Social contracts.  The most unlibertarian statement Hanson makes is almost an afterthought: "And it is probably efficient to enforce non-explicit contracts, such as among very large groups."  One could take this as a placeholder for all the usual debates between anarcholibertarianism and minarcholibertarianism. I prefer instead to cut this Gordian Knot with the magic of radical Foldvarian federalism, where the leaf nodes are essentially homeowners' associations, and secessionists are dared to fully opt out of the services and protections of their community. As far as I can tell, Foldvary's geolibertarian vision could deliver all of the efficiencies Hanson might desire from social contracts.

Harm vs offense.  Hanson writes "people can hurt each other 'non-physically' via info in so many ways". Hanson doesn't seem to recognize how slippery a slope he's on here.  He wants to talk about information (gossip, blackmail, etc.) as being dangerous/harmful, but any "info harm" here is fundamentally a case of not liking how somebody else has used his freedom of association. If you can claim a "harm" just because other people are associating in a way that is suboptimal for your utility, then every act (and omission) is "harmful" to pretty nearly everyone. Freedom of association is efficient, and I don't see Hanson carving out a coherent set of "info harm" exceptions.

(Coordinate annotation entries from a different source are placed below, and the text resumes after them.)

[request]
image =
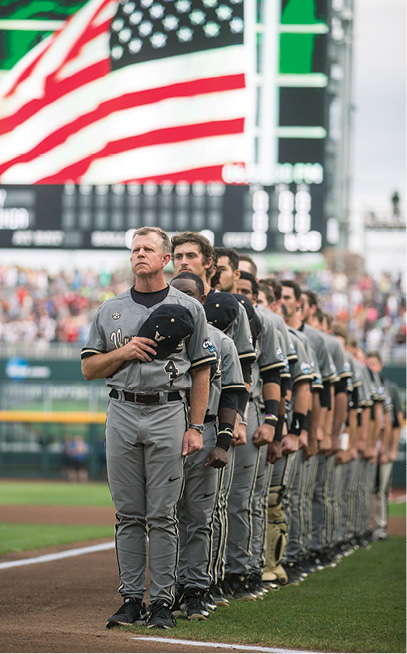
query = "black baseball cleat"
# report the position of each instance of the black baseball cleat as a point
(133, 611)
(210, 601)
(159, 615)
(196, 608)
(294, 576)
(271, 585)
(218, 595)
(236, 587)
(179, 602)
(255, 585)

Conclusion. Hanson is right to demur from Bryan Caplan's allodial anarcholibertarianism.  Most of Hanson's complaints can be addressed by the principles and prescriptions of geolibertarianism. However, he might only call himself "geolibertarian-leaning", since he has made it very clear that his root value is economic efficiency rather than personal liberty.  That's OK -- we don't need to debate whether geolibertarianism is good because it works, or works because it's good.